Avec le boom des start-ups créées, le pitch est devenu un exercice que tout entrepreneur doit maîtriser pour communiquer efficacement sur son projet. Mais si de nombreuses clés sont données pour le réussir, certains écueils demeurent.

Dans les contes populaires, cette dernière est un objet qui permet de lancer différents sortilèges suivant que vous souhaitez devenir invisible ou vous transformer en grenouille. Bref, sa qualité principale réside donc dans sa capacité à produire de multiples effets sur une audience donnée suivant l’objectif de son détenteur. Le pitch est exactement comme une baguette magique.

La majorité des entrepreneurs ne l’utilise que pour lancer qu’un seul et unique sortilège. Autrement dit, ils créent et apprennent un seul pitch avant de le répéter encore et encore, qu’importe l’audience. Pour cet unique sortilège, il existe de nombreuses méthodes et techniques bien répertoriées. Mais pour accroître son pouvoir de conviction et convaincre des audiences variées tout en intégrant les évolutions quotidiennes de son projet, il est nécessaire d’apprendre plusieurs pitchs.

Quel est votre objectif ?

Question simple mais souvent omise, celle de l’objectif visé permet de déterminer quel est le message le plus important que vous allez partager. Si votre objectif est de lever des fonds, vous allez insister sur les aspects financiers de votre projet, sur sa viabilité économique et humaine. Mais si vous souhaitez avant tout faire connaître votre produit au plus grand nombre, vous allez vous attarder sur ses caractéristiques, ses qualités voire donner quelques explications techniques.

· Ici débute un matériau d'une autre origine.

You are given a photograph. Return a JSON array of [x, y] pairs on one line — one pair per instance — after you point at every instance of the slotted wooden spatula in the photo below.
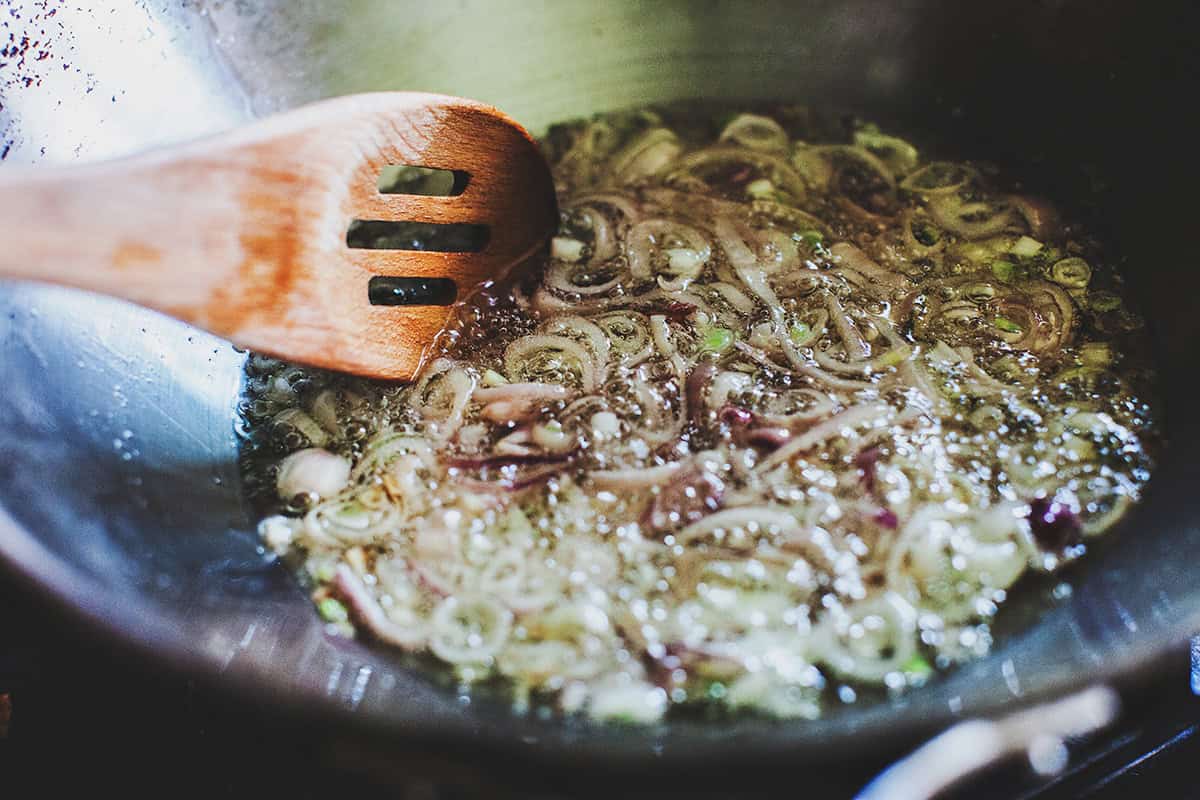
[[245, 234]]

Les exemples choisis et détaillés

Dans la majorité des cas, la non-adaptation à l’auditoire se remarque aisément à travers les exemples choisis et détaillés. Plus les personnes que vous avez en face de vous sont expertes de votre sujet, moins les exemples ont besoin d’être présentés de façon pédagogiques, voire simplifiés. Au contraire, si votre audience est large, vous devrez choisir un ou deux exemples concrets, simples à comprendre et prendre le temps de les détailler.

L’incarnation

Encore une fois, si vous êtes face à des investisseurs professionnels, vous allez probablement vouloir renvoyer l’image d’un entrepreneur confiant, expérimenté et sûr de son projet. Si vous êtes face au grand public, cette reconnaissance comme expert du sujet, bien que présente, sera peut-être moins nécessaire. Elle s’effacera au profit d’un orateur capable de faire la pédagogie de son projet et de le transmettre avec passion et enthousiasme.

Éviter de se faire repérer

La pire chose qu’un orateur puisse dire est « Ne t’inquiète pas, j’ai l’habitude de faire ce pitch, je l’ai fait des dizaines de fois ». C’est précisément ici qu’il faut s’inquiéter ! Il n’y a rien de pire qu’un orateur qui répète la même chose. Non seulement il s’ennuie lui-même, et donc son audience, mais en plus il ne remet plus en question sa prise de parole. Comme pour les sortilèges qui sortent d’une baguette magique, chaque pitch est unique. Il ne s’agit pas de tout réinventer à chaque fois mais d’essayer de varier les phrases d’accroche, la strucutre d’argumentation, les exemples choisis et bien sûr la conclusion.